Mr Cobham also said: “Every country is losing to these tax abuses and we don’t have rules to discipline them. But where we do, they’re very much filtered through this colonial lens that has a clear racial element and only certain jurisdictions can be targeted, with the effect that we do a great deal of damage to those jurisdictions. But also, it’s completely ineffective, it doesn’t stop the tax abuse, because we’re not able to say, look: The United States is at the top of the financial secrecy index, we should do something about them. We can only go after smaller, weaker territories. So the global scale of the problem is continuing to grow and here we are.”
The European Union (EU) has not let up on Caribbean jurisdictions on their crusade to find and bring to heel what they term as “tax dodgers” and corporations that evade taxes in the EU. The EU has repeatedly threatened Caribbean jurisdictions over the past 20 years with their now infamous “blacklist” that puts non-tax compliant jurisdictions under intense scrutiny and isolation for not being open and transparent on the companies that incorporate and have headquarters in their respective Caribbean jurisdiction.
The Bahamas, British Virgin Islands, the Caymans and Bermuda have always ranked at the top of the EU’s attention to target, despite having complied with most, if not all, of the EU’s demands to implement infrastructure that provides for greater communication and transparency.
Despite the consistent pressure on Caribbean offshore jurisdictions being ineffective, the EU have not changed course and have no sign of doing so any time soon. What’s more telling is that these blacklists that started in 2017 effectively leaves European countries off of the list and this is “telling” about why the lists are in place in the first place and speaks to the greater conversation on discrimination against countries that do not cooperate with the EU on tax compliance.

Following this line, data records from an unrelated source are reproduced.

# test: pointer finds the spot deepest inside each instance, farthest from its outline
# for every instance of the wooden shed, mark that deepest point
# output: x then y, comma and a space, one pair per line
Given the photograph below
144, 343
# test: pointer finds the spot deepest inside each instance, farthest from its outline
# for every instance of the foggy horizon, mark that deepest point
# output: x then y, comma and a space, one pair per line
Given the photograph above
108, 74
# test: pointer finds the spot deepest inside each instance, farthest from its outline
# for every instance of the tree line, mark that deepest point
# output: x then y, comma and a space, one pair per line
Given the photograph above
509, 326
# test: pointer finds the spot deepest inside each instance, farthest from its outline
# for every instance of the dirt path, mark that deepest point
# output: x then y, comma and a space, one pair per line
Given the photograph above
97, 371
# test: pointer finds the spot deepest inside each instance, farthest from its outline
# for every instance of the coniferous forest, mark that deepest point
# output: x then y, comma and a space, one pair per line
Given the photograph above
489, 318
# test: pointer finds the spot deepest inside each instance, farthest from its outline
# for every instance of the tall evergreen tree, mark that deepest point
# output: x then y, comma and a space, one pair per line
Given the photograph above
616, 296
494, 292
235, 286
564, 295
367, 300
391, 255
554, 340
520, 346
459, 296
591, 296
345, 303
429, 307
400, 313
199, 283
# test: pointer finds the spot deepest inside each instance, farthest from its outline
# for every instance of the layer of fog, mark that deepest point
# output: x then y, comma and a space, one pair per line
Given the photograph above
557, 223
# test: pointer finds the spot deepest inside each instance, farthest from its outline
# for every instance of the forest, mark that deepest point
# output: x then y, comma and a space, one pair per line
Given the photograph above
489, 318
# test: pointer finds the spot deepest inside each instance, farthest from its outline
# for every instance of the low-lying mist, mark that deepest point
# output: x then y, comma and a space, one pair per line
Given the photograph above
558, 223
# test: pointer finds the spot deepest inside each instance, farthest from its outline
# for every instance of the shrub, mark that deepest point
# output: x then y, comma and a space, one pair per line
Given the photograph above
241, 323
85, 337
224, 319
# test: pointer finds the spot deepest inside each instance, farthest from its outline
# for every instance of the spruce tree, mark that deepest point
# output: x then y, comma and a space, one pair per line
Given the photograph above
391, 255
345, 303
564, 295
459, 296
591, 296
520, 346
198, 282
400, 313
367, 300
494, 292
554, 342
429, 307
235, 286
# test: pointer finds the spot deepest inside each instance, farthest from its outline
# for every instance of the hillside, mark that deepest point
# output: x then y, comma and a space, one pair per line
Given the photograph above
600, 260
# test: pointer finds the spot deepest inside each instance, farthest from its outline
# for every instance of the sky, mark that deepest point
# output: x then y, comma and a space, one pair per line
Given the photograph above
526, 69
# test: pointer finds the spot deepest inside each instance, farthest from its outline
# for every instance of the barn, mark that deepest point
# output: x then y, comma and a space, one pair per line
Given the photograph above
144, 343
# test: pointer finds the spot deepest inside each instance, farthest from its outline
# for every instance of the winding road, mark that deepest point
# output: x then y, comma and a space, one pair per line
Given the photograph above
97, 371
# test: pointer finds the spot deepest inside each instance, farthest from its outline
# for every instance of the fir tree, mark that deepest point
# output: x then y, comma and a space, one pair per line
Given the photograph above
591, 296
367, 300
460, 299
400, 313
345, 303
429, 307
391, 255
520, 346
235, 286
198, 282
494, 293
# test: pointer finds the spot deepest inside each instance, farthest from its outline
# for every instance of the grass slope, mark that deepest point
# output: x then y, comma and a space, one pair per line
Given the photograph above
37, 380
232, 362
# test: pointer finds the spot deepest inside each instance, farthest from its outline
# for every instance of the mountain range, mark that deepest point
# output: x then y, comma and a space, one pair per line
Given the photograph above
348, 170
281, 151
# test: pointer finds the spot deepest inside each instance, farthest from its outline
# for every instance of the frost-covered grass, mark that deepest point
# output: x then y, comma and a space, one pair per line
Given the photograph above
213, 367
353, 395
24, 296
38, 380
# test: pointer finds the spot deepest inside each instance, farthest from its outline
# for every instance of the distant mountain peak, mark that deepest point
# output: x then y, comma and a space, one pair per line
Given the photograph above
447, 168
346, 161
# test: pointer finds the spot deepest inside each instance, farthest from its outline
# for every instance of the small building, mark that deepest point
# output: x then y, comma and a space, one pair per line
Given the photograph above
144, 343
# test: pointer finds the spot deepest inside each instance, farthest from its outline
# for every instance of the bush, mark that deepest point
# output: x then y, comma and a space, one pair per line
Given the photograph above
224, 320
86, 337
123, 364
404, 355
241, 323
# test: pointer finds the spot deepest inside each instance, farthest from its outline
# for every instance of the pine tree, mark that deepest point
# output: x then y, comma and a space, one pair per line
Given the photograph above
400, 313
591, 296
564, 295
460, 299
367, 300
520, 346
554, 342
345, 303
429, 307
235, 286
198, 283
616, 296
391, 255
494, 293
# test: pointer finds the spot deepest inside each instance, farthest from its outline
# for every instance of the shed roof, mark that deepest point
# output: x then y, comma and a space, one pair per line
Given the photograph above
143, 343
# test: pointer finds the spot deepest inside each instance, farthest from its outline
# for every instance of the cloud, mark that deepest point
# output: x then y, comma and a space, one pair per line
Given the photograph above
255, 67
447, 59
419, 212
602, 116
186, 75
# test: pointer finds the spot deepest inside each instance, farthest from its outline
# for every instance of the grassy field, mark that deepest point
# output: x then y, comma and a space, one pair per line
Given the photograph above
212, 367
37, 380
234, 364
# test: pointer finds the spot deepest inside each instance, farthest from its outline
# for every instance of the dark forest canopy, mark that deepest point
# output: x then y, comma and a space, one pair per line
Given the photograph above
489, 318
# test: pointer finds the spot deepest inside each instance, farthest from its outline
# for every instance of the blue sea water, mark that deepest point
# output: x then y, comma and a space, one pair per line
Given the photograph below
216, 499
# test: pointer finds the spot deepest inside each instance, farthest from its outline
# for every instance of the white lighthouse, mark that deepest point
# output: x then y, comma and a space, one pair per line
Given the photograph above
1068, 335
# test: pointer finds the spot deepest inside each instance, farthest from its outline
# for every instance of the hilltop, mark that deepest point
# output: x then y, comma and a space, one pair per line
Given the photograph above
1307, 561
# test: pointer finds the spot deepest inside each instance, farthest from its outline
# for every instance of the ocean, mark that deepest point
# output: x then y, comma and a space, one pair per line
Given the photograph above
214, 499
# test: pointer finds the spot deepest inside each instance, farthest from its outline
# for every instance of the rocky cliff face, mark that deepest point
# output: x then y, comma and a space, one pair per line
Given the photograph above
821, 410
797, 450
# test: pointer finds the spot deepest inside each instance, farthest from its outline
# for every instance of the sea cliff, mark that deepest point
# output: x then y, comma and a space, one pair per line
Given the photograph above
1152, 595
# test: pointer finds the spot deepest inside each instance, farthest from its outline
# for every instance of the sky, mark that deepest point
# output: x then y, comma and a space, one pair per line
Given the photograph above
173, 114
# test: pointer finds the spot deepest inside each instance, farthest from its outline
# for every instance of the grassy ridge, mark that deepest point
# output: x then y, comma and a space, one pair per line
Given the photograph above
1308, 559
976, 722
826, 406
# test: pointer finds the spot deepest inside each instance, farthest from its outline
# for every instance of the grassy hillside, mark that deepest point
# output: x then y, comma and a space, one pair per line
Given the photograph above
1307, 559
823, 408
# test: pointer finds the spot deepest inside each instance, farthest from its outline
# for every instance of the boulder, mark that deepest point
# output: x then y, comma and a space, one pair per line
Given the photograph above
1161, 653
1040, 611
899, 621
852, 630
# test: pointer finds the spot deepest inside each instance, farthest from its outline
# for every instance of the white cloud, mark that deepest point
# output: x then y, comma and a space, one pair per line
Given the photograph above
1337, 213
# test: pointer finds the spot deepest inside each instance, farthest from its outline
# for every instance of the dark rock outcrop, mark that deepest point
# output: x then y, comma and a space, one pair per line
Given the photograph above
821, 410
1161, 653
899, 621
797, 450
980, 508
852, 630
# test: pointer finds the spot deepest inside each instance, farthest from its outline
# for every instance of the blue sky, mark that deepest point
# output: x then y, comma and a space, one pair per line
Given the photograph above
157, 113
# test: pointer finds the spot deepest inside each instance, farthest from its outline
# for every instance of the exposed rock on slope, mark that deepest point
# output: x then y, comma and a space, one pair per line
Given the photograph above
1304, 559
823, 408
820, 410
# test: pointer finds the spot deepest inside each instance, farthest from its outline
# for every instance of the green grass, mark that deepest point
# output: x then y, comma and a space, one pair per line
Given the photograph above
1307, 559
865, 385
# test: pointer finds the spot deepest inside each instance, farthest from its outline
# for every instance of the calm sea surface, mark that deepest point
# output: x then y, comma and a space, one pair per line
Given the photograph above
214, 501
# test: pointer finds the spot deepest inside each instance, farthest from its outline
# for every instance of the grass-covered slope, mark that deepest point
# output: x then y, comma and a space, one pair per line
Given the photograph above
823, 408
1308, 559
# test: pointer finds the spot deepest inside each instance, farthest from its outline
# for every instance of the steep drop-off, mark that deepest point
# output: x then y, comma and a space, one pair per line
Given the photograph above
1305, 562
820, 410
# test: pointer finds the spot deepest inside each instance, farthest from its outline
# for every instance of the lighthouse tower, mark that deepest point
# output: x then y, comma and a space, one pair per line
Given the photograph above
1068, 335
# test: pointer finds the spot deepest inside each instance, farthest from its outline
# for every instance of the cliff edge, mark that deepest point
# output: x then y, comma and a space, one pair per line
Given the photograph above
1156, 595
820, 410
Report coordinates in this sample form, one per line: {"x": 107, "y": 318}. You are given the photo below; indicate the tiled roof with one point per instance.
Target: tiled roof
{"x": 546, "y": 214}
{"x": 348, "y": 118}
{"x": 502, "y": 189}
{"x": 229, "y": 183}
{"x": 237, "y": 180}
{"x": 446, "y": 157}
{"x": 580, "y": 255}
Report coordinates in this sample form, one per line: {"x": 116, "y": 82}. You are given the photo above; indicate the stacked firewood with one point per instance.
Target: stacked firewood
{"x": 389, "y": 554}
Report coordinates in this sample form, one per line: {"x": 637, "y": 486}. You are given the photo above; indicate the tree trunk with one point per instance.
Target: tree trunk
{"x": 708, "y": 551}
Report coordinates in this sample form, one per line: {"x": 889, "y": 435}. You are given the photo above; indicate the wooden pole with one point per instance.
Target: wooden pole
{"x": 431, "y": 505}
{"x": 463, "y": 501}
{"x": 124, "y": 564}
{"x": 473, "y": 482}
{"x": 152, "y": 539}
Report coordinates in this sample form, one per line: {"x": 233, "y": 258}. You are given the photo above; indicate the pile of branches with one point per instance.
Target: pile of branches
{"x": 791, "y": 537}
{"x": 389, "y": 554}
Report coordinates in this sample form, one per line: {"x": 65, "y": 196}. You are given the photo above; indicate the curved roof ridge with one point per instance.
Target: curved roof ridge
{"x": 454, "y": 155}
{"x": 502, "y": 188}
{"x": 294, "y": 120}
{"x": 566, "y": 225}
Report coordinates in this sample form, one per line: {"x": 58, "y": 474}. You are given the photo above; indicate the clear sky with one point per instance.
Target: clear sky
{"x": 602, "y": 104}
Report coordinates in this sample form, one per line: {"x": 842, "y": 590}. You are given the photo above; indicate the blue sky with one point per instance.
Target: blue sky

Steven Dean, professor at Brooklyn Law School, facetiously said that these bullying tactics are working for the EU because they seem to actually protect multinationals from paying taxes altogether. “You do you have a little drama to distract everybody from the fact that nobody’s paying any tax anywhere… but the OECD has been playing a really complicated game of three card monte and everybody is just sitting around dazzled at what they’re doing. But there’s nothing to it because there’s nothing there, so I think it is working very well, but you have to understand what’s the game that’s being played.”